- Born: United Kingdom
- Occupation: Television director
- Years active: Red Dwarf Microsoap The Lenny Henry Show
- Parent(s): Val May, Penelope May

= Juliet May =

British television director

Juliet May is a British television director. She has directed television shows such as Dalziel and Pascoe, Hope and Glory, New Tricks and Miranda.

==Personal life==
Juliet is the daughter of Val May, the theatre director, and his first wife, Penelope (formerly Rish).

==Career==
May co-directed the television series The Lenny Henry Show in the 1980s. She oversaw all eight episodes of Heil Honey I'm Home! in 1990, a sitcom featuring Adolf Hitler and Eva Braun for British Satellite Broadcasting in 1990; only the pilot was ever transmitted.

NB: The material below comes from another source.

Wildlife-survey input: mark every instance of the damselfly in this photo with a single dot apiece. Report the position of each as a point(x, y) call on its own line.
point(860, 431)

In 1995, she was nominated for a BAFTA award for Rory Bremner, Who Else?, and won a BAFTA Children's Award in 1999 for Microsoap produced by Andy Rowley, with whom May has collaborated on a number of productions. She directed all twelve episodes of Steven Moffat's 1997 school-based sitcom Chalk. She then directed Robert Bathurst in My Dad's the Prime Minister, and Dawn French and Catherine Tate in Wild West. She also directed some episodes of series V of Red Dwarf. May found it challenging to work with the science fiction elements of Red Dwarf and left before the series was finished, the remaining episodes were directed by Rob Grant and Doug Naylor. In 2008, she directed the BBC film Dustbin Baby. May then directed the BBC sitcom Miranda, starring Miranda Hart. In 2015, May directed episodes 3, 4 and 6 of British television drama series Ordinary Lies, for BBC One.